What is Kubernetes CrashLoopBackOff? And how to fix it

CrashLoopBackOff is a Kubernetes state representing a restart loop that is happening in a Pod: a container in the Pod is started, but crashes and is then restarted, over and over again.

Kubernetes will wait an increasing back-off time between restarts to give you a chance to fix the error. As such, CrashLoopBackOff is not an error on itself, but indicates that there’s an error happening that prevents a Pod from starting properly.

Note that the reason why it’s restarting is because its restartPolicy is set to Always(by default) or OnFailure. The kubelet is then reading this configuration and restarting the containers in the Pod and causing the loop. This behavior is actually useful, since this provides some time for missing resources to finish loading, as well as for us to detect the problem and debug it – more on that later.

That explains the CrashLoop part, but what about the BackOff time? Basically, it’s an exponential delay between restarts (10s, 20s, 40s, …) which is capped at five minutes. When a Pod state is displaying CrashLoopBackOff, it means that it’s currently waiting the indicated time before restarting the pod again. And it will probably fail again, unless it’s fixed.

In this article you’ll see:

How to detect a CrashLoopBackOff in your cluster?

Most likely, you discovered one or more pods in this state by listing the pods with kubectl get pods:

$ kubectl get pods
NAME                     READY     STATUS             RESTARTS   AGE
flask-7996469c47-d7zl2   1/1       Running            1          77d
flask-7996469c47-tdr2n   1/1       Running            0          77d
nginx-5796d5bc7c-2jdr5   0/1       CrashLoopBackOff   2          1m
nginx-5796d5bc7c-xsl6p   0/1       CrashLoopBackOff   2          1m

From the output, you can see that the last two pods:

Are not in READY condition (0/1).
Their status displays CrashLoopBackOff.
Column RESTARTS displays one or more restarts.

These three signals are pointing to what we explained: pods are failing, and they are being restarted. Between restarts, there’s a grace period which is represented as CrashLoopBackOff.

You may also be “lucky” enough to find the Pod in the brief time it is in the Running or the Failed state.

Common reasons for a CrashLoopBackOff

It’s important to note that a CrashLoopBackOff is not the actual error that is crashing the pod. Remember that it’s just displaying the loop happening in the STATUS column. You need to find the underlying error affecting the containers.

Some of the errors linked to the actual application are:

Misconfigurations: Like a typo in a configuration file.
A resource is not available: Like a PersistentVolume that is not mounted.
Wrong command line arguments: Either missing, or the incorrect ones.
Bugs & Exceptions: That can be anything, very specific to your application.

And finally, errors from the network and permissions are:

You tried to bind an existing port.
The memory limits are too low, so the container is Out Of Memory killed.
Errors in the liveness probes are not reporting the Pod as ready.
Read-only filesystems, or lack of permissions in general.
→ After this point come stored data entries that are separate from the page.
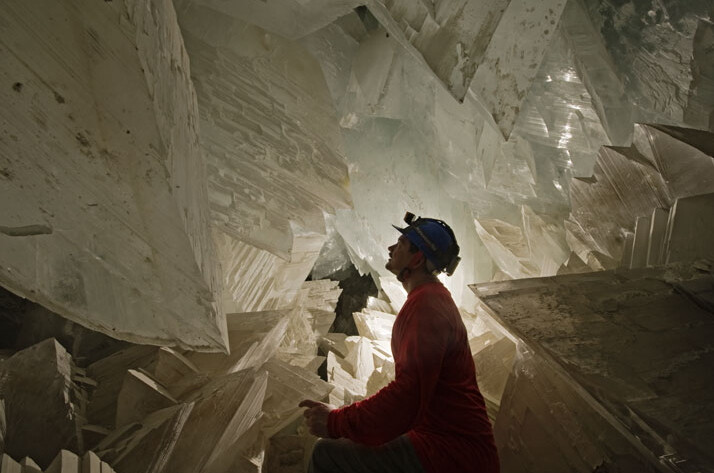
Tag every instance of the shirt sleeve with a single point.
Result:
(396, 408)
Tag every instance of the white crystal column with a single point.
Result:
(514, 54)
(95, 221)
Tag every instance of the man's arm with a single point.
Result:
(396, 408)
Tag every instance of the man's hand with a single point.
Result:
(316, 417)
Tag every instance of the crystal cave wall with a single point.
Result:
(172, 172)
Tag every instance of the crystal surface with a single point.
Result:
(105, 220)
(450, 36)
(511, 61)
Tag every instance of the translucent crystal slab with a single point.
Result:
(223, 411)
(652, 50)
(663, 163)
(701, 94)
(273, 144)
(287, 386)
(255, 279)
(450, 36)
(511, 61)
(594, 65)
(104, 219)
(374, 324)
(360, 357)
(288, 18)
(690, 231)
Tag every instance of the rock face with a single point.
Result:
(653, 396)
(42, 403)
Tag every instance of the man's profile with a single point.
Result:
(432, 417)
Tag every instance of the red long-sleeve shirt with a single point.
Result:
(434, 397)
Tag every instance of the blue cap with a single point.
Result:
(435, 239)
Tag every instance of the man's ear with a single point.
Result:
(417, 260)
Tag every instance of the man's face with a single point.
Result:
(399, 255)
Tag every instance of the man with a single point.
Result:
(432, 417)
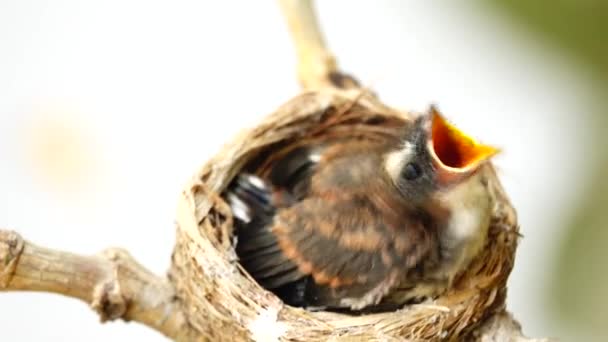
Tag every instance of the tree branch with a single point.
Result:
(316, 64)
(113, 283)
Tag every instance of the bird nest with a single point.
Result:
(223, 302)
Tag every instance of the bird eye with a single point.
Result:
(411, 171)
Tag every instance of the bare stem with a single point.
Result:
(315, 62)
(113, 283)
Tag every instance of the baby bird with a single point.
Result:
(365, 225)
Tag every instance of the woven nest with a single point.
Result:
(222, 301)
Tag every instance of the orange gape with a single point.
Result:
(365, 225)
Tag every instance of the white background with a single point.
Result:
(108, 107)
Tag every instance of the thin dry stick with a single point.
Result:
(113, 283)
(316, 64)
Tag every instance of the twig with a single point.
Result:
(316, 64)
(113, 283)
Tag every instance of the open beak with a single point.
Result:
(455, 154)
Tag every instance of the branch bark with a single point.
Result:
(112, 282)
(317, 66)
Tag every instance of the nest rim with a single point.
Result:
(218, 292)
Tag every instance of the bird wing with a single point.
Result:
(348, 246)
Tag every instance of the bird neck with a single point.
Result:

Once again, this is just a list of possible causes but there could be many others.

Let’s now see how to dig deeper and find the actual cause.

How to debug, troubleshoot and fix a CrashLoopBackOff state

From the previous section, you understand that there are plenty of reasons why a pod ends up in a CrashLoopBackOff state. Now, how do you know which one is affecting you? Let’s review some tools you can use to debug it, and in which order to use it.
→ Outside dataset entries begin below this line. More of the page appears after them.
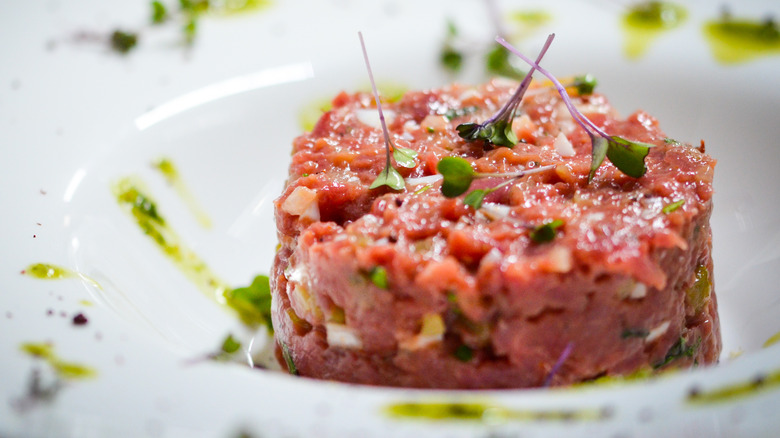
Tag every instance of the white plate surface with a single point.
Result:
(75, 118)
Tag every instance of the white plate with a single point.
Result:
(75, 117)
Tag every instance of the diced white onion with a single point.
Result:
(370, 117)
(302, 202)
(563, 146)
(339, 335)
(430, 179)
(657, 332)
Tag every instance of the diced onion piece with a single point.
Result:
(558, 260)
(302, 202)
(657, 332)
(563, 146)
(430, 179)
(432, 331)
(339, 335)
(370, 117)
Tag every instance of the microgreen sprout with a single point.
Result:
(458, 175)
(628, 156)
(403, 156)
(497, 130)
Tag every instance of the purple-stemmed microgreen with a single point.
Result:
(628, 156)
(458, 175)
(389, 176)
(497, 130)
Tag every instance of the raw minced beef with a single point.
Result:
(410, 288)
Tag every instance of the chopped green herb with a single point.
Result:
(159, 12)
(122, 41)
(585, 84)
(253, 303)
(673, 206)
(451, 58)
(291, 368)
(230, 345)
(405, 157)
(190, 28)
(497, 130)
(378, 276)
(678, 351)
(698, 295)
(464, 353)
(458, 112)
(634, 333)
(474, 198)
(458, 175)
(546, 232)
(628, 156)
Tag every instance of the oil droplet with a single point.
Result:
(63, 369)
(172, 176)
(646, 21)
(734, 41)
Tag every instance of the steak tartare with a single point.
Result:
(553, 280)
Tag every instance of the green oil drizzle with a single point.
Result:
(646, 21)
(252, 303)
(172, 176)
(47, 271)
(487, 412)
(727, 393)
(63, 369)
(734, 41)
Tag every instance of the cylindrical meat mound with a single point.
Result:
(410, 288)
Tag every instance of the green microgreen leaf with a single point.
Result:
(628, 156)
(253, 302)
(497, 130)
(288, 360)
(598, 153)
(405, 157)
(389, 177)
(159, 12)
(585, 84)
(122, 41)
(458, 175)
(678, 351)
(230, 345)
(378, 276)
(499, 62)
(546, 232)
(474, 198)
(451, 58)
(673, 206)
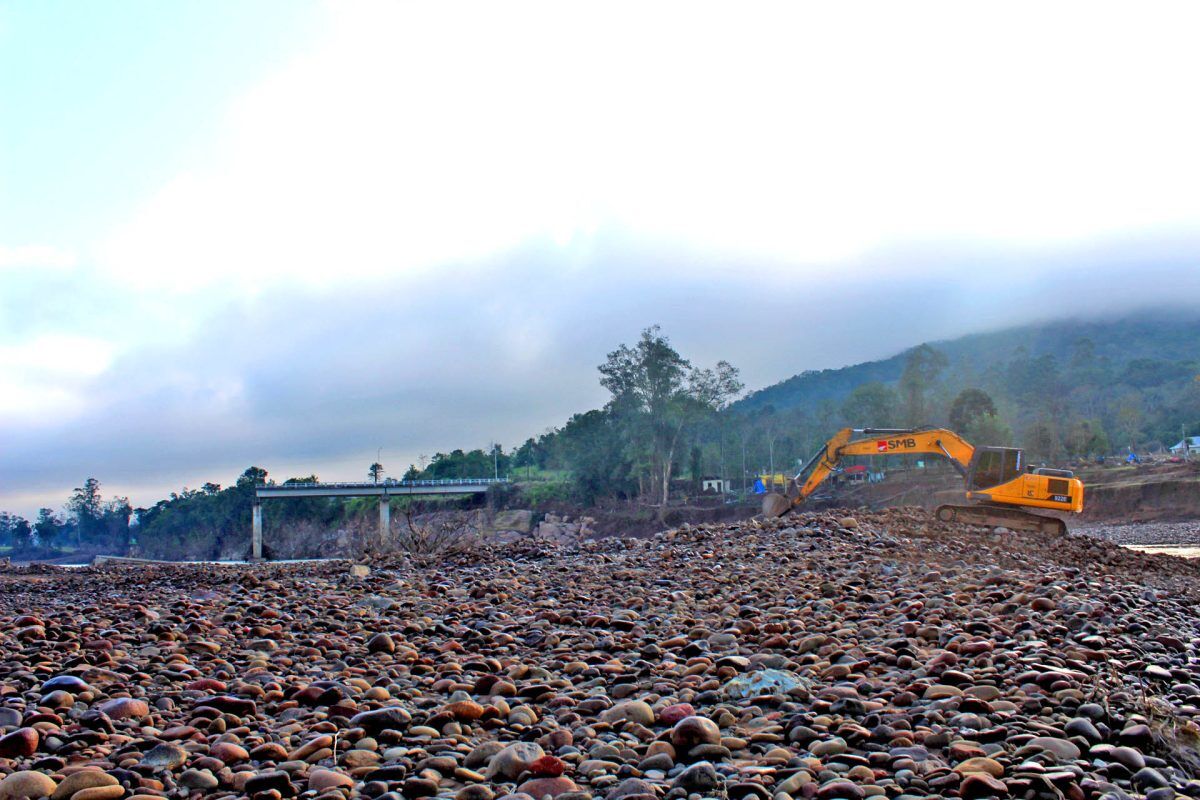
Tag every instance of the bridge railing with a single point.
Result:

This could be our best course of action:

Check the pod description.
Check the pod logs.
Check the events.
Check the deployment.

1. Check the pod description – kubectl describe pod

The kubectl describe pod command provides detailed information of a specific Pod and its containers:

$ kubectl describe pod the-pod-name
Name:         the-pod-name
Namespace:    default
Priority:     0
…
State:          Waiting
Reason:       CrashLoopBackOff
Last State:     Terminated
Reason:       Error
…
Warning  BackOff                1m (x5 over 1m)   kubelet, ip-10-0-9-132.us-east-2.compute.internal  Back-off restarting failed container
…

From the describe output, you can extract the following information:

Current pod State is Waiting.
Reason for the Waiting state is “CrashLoopBackOff”.
Last (or previous) state was “Terminated”.
Reason for the last termination was “Error”.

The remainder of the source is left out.